Il en riant. « La Formule 1 est une excellente technologie, et quand vous le mettez sur l'Indianapolis Speedway, il fait des choses merveilleuses. Mais sur un chemin de terre derrière la maison, dans un pâturage ? Même technologie, mais ça ne fonctionne tout simplement pas.

"Vous ne pouvez pas faire quelque chose à partir de rien, " il a dit. La nourriture tire finalement ses nutriments du sol, et les sols dégradés produisent des cultures avec des niveaux inférieurs de protéines et d'autres nutriments. Les types de technologies qui peuvent faire la différence, il a dit, sont des pratiques qui maintiennent le sol en place et augmentent sa teneur en carbone.

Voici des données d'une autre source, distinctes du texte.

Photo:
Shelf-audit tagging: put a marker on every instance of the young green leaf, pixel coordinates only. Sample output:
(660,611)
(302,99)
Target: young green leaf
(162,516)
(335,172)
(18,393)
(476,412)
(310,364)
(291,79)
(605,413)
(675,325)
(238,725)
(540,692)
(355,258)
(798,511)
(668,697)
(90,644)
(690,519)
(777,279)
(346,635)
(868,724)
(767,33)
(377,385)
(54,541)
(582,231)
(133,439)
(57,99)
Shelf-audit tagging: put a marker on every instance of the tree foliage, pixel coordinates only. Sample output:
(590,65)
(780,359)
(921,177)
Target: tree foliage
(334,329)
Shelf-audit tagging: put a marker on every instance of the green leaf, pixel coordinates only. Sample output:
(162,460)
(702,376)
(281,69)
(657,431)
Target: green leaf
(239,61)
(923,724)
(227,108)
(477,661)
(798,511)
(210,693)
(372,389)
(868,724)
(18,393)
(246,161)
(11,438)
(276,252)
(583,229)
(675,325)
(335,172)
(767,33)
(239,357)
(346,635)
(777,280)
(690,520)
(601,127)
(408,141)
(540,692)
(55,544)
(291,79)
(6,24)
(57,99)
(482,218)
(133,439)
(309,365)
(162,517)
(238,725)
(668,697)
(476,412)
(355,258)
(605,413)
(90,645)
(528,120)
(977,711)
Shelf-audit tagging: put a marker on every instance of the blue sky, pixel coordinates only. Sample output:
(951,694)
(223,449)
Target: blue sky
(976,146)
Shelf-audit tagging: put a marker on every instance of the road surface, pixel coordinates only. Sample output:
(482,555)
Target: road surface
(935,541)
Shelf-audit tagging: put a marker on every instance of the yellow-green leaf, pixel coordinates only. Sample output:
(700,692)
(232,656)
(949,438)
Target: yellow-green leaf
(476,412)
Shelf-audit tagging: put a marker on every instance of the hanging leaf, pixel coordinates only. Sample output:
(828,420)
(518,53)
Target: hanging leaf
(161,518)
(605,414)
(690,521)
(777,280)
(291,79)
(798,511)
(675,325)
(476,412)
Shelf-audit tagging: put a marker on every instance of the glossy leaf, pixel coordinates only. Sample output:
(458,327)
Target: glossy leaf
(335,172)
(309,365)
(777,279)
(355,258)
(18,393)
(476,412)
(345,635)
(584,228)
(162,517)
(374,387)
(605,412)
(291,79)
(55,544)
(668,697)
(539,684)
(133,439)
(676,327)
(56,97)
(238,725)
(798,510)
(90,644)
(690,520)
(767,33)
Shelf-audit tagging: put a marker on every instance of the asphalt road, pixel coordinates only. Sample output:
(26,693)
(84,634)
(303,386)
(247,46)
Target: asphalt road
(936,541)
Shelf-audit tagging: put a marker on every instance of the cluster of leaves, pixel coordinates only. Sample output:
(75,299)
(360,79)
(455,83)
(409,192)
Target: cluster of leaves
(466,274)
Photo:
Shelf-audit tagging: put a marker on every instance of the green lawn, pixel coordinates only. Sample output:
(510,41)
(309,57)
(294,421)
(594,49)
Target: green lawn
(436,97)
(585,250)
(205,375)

A défaut, Je lui ai demandé, combien de temps pouvons-nous continuer comme nous sommes? Il réfléchit une seconde. « Quand vous regardez les moyennes de perte de sol, ils ont l'air mauvais, mais ce ne sont pas les moyennes qui vous attirent, ce sont les extrêmes, " il a dit. Le changement climatique promet de continuer à visiter des tempêtes printanières de plus en plus sauvages

sur la ceinture de maïs, plus de canicules estivales, plus de sécheresses.

Il a refusé de prédire combien de temps les agriculteurs de la région pourraient continuer à arracher des récoltes exceptionnelles de cette cache de sol précieuse mais en déclin. Mais ses vulnérabilités sont déjà visibles, et les effets d'entraînement sont effrayants. Il a souligné le cours des mouvements pro-démocratie du printemps arabe au début des années 2010. Le printemps arabe a été déclenché en grande partie par des émeutes de la faim; la croissance explosive des biocarburants d'origine végétale, spéculation de Wall Street, et les mauvaises récoltes dans plusieurs régions du monde en proie à la sécheresse ont fait grimper les prix des denrées alimentaires, écrasant la population urbaine à travers le Moyen-Orient. Ensuite, la sécheresse de la Corn Belt en 2012 a ravagé les rendements du maïs aux États-Unis ; étant donné que les États-Unis fournissent près de 40 pour cent du maïs commercialisé dans le monde, les pertes se sont répercutées sur les marchés mondiaux, fournissant un autre tour de vis juste au moment où les premiers espoirs des mouvements du printemps arabe s'évanouissaient.

Cruse a déclaré qu'il s'attendait à ce que davantage de pluies printanières sacrifient plus de sol, rendre la terre toujours plus

vulnérable à la sécheresse. "C'est une boule de neige qui descend, " il a dit. Alors que nous retournions à Ames, nous avons été bouche bée devant plusieurs autres ravins éphémères, attendant d'être rechargé avec certains des meilleurs sols du monde et planté de maïs.